Using a Tesla coil to remotely oscillate positive and negative charges in nanotubes, the scientists noticed that the tiny structures would link together to form long, web-like wires while simultaneously absorbing energy from the coil to form circuits. This phenomenon had never been observed, and perhaps never imagined – not even by Nikola Tesla, who designed the coils over a century ago. Team lead Paul Cherukuri was astounded. “It is such a stunning thing to watch these nanotubes come alive and stitch themselves into wires on the other side of the room,” he said in a Rice University article about the finding.
Self-assembly and simultaneous power were surprising and exciting features of the phenomenon. With a bit more experimentation, the team found another intriguing aspect – they could control the nanotubes through a force field from a distance.
In an early experiment apparently inspired by one of Cherukuri’s dreams, the team attempted to light LEDs using Teslaphoresis. They charged nanotubes with Tesla coils, which caused the tubes to assemble themselves and created a circuit that connected two LEDs. Just as Cherukuri’s dream predicted, the nanotubes absorbed energy from the Tesla coil and the LEDs lit up. Observing this, Cherukuri had another moment of inspiration. He realized that by redesigning a Tesla coil he could develop a force field that could control the nanotubes from several feet away, attracting them to the source like a tractor beam.

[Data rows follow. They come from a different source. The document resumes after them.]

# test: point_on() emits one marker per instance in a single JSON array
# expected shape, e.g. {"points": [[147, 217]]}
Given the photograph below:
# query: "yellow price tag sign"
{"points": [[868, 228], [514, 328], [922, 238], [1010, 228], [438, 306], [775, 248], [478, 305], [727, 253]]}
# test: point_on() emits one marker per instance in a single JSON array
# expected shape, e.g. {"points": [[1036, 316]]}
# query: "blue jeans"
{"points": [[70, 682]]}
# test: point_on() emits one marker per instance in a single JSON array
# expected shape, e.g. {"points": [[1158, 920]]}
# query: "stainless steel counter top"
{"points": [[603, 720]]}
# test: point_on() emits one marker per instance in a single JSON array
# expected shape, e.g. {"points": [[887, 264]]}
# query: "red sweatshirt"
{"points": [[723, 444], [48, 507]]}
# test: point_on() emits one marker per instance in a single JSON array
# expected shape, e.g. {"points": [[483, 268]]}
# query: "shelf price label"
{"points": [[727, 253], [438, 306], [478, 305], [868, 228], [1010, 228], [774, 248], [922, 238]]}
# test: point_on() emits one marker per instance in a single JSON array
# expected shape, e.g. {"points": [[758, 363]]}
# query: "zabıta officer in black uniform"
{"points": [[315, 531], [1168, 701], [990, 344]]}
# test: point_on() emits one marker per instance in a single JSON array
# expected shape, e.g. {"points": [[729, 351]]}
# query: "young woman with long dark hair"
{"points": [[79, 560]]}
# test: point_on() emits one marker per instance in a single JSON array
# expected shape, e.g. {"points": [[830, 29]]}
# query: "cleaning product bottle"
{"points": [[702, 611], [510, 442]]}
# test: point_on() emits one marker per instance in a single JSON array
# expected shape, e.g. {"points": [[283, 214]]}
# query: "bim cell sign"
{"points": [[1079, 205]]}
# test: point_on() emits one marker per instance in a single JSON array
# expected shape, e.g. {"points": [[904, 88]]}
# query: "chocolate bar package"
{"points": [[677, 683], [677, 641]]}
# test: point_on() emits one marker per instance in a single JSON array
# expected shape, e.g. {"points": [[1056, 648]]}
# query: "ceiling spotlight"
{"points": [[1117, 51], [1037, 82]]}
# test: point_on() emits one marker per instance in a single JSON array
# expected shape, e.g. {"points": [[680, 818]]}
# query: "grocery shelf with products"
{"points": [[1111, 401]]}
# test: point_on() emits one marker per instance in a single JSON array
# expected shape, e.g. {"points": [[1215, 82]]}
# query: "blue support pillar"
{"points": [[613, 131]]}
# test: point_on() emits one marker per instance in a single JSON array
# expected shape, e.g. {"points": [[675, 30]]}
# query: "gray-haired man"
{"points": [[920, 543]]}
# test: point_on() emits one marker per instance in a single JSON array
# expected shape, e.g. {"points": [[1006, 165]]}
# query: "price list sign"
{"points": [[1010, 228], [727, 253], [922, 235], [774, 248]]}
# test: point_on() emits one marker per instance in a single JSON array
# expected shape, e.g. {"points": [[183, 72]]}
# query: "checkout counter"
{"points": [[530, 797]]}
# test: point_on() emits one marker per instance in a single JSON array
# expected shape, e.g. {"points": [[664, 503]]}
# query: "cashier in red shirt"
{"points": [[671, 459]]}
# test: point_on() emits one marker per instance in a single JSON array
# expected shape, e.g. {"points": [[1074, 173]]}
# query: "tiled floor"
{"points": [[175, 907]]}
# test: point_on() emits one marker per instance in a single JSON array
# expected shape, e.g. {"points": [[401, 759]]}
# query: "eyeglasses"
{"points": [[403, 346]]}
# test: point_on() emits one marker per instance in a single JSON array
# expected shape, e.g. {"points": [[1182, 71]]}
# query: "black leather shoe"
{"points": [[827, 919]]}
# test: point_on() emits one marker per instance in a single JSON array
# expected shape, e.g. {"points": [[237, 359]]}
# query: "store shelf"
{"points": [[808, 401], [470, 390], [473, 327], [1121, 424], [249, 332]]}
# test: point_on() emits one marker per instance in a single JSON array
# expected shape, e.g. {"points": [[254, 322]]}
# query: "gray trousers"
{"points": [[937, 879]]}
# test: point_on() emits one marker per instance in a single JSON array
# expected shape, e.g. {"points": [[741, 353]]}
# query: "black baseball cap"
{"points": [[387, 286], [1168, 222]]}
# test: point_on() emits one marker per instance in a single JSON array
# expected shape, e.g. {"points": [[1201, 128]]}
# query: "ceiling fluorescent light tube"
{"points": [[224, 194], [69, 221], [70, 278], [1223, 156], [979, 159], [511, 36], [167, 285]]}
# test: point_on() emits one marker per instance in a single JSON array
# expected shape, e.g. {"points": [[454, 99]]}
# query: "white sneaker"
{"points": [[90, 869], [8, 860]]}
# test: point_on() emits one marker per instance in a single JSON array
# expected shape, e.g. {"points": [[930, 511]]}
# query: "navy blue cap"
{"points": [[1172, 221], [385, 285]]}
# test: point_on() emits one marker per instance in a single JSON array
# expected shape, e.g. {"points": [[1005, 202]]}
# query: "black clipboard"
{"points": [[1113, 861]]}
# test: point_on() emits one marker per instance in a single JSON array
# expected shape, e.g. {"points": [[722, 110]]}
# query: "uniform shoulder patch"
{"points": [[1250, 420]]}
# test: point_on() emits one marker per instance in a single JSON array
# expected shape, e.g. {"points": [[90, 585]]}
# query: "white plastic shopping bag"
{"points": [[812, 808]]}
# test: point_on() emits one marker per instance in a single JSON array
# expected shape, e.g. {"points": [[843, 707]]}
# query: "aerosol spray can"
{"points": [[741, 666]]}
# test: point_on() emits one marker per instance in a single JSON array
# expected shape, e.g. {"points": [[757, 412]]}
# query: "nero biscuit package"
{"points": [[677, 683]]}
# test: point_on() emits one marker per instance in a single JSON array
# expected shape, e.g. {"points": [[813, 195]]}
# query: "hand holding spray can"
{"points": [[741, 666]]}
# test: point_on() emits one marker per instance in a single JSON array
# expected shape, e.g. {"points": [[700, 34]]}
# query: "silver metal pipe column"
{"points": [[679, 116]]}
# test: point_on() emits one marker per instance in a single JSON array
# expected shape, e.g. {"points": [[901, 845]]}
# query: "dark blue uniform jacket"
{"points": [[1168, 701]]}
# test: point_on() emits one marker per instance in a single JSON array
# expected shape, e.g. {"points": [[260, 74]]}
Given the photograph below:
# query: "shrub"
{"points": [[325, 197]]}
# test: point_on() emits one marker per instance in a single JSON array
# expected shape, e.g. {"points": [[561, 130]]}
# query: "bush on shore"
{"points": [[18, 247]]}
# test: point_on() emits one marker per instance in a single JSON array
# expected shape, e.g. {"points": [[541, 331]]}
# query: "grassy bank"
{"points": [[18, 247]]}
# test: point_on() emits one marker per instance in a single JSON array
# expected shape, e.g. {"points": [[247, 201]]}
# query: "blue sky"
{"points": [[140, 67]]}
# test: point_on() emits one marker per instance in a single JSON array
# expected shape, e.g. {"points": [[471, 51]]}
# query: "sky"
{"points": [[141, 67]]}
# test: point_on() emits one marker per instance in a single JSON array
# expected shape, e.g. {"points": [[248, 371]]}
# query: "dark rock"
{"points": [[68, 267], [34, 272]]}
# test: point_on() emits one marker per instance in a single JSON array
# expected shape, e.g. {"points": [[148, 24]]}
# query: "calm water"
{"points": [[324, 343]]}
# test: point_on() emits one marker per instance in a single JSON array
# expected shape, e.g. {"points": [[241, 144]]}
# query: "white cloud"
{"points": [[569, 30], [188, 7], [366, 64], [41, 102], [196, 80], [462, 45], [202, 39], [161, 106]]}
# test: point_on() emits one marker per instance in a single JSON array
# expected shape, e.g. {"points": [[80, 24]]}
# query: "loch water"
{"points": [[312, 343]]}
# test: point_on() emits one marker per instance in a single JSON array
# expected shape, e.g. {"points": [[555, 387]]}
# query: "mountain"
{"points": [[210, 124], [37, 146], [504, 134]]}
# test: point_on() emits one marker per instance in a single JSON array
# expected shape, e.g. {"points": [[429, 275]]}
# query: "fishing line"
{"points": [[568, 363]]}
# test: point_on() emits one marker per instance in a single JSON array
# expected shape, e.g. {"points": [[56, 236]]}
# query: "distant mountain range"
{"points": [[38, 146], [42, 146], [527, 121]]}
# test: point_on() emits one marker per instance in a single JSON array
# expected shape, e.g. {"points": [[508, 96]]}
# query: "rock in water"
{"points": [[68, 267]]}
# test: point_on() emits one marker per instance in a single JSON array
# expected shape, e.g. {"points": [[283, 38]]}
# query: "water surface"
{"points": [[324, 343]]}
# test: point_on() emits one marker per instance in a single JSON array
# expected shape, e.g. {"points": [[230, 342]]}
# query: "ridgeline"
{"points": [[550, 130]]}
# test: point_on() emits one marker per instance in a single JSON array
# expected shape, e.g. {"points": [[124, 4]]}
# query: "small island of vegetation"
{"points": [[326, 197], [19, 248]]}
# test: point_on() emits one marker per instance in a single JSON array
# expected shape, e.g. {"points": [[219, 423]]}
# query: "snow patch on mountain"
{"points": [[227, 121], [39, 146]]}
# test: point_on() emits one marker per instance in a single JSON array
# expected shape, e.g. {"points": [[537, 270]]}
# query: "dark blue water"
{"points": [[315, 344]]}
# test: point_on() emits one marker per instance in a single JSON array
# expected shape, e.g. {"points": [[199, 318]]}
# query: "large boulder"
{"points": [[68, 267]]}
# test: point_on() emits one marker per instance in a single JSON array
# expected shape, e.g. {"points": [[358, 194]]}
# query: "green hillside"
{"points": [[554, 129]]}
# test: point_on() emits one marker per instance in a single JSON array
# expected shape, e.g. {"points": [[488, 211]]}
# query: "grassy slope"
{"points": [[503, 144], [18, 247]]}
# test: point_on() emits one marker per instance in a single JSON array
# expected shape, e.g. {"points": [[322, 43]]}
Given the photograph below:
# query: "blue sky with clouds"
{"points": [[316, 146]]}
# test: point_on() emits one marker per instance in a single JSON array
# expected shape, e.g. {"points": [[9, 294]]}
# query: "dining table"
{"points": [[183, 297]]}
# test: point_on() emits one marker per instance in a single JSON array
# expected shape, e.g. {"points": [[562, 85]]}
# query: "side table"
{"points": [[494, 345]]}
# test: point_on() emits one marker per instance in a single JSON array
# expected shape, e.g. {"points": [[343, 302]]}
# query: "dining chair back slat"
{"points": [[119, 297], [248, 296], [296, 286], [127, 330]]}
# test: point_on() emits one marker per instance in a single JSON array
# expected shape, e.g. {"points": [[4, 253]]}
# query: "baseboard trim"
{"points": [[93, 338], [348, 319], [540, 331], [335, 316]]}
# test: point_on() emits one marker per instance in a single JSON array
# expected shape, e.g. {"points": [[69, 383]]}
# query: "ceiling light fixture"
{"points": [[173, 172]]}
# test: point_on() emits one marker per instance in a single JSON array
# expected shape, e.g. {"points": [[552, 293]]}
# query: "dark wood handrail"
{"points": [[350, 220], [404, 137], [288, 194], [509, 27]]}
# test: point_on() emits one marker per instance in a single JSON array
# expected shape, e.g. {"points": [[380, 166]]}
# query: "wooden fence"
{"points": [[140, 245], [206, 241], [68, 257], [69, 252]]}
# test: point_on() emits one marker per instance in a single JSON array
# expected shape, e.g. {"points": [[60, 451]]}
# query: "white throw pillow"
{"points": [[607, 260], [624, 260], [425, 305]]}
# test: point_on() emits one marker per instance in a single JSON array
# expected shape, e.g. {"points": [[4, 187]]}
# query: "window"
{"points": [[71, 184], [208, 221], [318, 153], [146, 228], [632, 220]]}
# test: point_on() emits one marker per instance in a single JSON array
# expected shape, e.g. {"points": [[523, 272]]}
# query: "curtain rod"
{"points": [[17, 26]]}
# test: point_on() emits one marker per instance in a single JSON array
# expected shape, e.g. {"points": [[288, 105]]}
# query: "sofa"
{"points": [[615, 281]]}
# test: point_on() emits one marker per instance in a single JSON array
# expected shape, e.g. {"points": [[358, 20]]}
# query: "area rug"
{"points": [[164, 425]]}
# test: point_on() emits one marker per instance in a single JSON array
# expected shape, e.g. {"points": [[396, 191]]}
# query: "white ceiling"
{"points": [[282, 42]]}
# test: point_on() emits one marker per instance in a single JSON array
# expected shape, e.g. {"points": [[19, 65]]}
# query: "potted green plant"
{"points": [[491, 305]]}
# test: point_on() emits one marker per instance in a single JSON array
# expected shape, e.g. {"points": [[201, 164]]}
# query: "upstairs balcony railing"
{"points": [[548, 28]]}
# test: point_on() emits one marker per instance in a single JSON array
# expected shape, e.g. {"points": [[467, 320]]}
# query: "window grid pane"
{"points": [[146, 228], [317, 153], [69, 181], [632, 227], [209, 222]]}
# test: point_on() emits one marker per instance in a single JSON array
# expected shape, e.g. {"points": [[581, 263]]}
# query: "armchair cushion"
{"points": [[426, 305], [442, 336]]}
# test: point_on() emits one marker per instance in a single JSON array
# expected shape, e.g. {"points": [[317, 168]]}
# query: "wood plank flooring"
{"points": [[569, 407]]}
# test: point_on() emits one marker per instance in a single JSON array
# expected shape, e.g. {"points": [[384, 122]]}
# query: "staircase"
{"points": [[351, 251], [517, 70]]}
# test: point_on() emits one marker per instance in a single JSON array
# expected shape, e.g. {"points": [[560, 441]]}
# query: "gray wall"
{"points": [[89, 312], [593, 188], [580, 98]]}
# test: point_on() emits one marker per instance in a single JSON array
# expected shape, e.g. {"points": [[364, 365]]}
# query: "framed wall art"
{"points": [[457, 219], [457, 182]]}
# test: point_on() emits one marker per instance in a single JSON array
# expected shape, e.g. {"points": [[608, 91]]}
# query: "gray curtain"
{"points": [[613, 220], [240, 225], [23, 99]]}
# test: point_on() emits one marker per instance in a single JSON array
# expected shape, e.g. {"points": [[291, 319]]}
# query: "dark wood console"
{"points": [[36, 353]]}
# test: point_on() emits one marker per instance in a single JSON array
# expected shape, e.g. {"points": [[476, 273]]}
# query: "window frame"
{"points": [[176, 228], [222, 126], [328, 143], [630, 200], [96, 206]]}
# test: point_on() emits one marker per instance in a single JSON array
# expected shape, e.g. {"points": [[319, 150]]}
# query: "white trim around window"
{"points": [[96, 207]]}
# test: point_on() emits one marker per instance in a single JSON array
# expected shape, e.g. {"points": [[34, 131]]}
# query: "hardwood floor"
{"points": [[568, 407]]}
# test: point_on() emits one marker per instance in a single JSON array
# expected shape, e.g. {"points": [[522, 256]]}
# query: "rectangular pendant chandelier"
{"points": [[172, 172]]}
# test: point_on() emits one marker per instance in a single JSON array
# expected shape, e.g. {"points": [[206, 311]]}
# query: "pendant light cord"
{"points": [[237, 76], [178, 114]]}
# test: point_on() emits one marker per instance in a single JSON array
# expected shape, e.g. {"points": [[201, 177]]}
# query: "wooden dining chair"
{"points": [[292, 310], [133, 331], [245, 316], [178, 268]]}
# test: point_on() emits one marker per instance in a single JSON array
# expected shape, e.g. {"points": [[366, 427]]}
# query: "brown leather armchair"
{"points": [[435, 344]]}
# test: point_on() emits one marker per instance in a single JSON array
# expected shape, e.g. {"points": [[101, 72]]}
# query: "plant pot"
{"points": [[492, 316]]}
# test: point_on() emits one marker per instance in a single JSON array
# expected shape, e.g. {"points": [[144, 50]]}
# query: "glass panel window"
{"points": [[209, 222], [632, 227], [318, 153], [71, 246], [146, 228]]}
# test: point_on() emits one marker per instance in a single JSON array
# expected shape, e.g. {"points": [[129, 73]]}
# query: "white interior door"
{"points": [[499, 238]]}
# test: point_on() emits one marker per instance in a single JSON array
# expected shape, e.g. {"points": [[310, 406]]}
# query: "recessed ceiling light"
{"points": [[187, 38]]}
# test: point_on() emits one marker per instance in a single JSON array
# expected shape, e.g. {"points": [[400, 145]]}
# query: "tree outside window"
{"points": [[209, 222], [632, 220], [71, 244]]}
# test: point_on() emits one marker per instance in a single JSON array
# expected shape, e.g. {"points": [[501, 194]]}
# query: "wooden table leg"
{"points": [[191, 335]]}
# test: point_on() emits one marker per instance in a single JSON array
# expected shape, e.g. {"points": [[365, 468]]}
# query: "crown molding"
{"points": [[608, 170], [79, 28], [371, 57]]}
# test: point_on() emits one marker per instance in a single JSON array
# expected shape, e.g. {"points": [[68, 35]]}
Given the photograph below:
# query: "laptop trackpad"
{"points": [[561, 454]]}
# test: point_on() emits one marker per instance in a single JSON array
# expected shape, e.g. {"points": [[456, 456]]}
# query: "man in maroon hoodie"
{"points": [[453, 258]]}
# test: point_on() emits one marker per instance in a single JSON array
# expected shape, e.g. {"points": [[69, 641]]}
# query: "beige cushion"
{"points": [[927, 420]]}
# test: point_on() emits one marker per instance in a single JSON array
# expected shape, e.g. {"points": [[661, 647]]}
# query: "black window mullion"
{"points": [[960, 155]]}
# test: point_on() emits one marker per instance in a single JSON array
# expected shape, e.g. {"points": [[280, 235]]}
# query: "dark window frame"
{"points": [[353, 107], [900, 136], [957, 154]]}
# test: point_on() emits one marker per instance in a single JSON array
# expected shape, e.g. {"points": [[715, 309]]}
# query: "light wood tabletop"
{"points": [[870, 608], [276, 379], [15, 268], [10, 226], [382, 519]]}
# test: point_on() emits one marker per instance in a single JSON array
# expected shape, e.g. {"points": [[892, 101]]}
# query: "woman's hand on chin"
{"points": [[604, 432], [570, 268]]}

“Electric fields have been used to move small objects, but only over ultrashort distances,” Cherukuri said. “With Teslaphoresis, we have the ability to massively scale up force fields to move matter remotely.” According to Lindsey Bornhoeft, the paper’s lead author and a biomedical engineering graduate student at Texas A&M, larger systems could manipulate matter from even greater distances.
Nanotubes were an obvious choice for Rice University which has been instrumental in refining the technology. But the researchers see their discovery being applied to other nanomaterials as well. Bornhoeft points to potential future applications in silicon chips, conductive circuits, and biomedical engineering.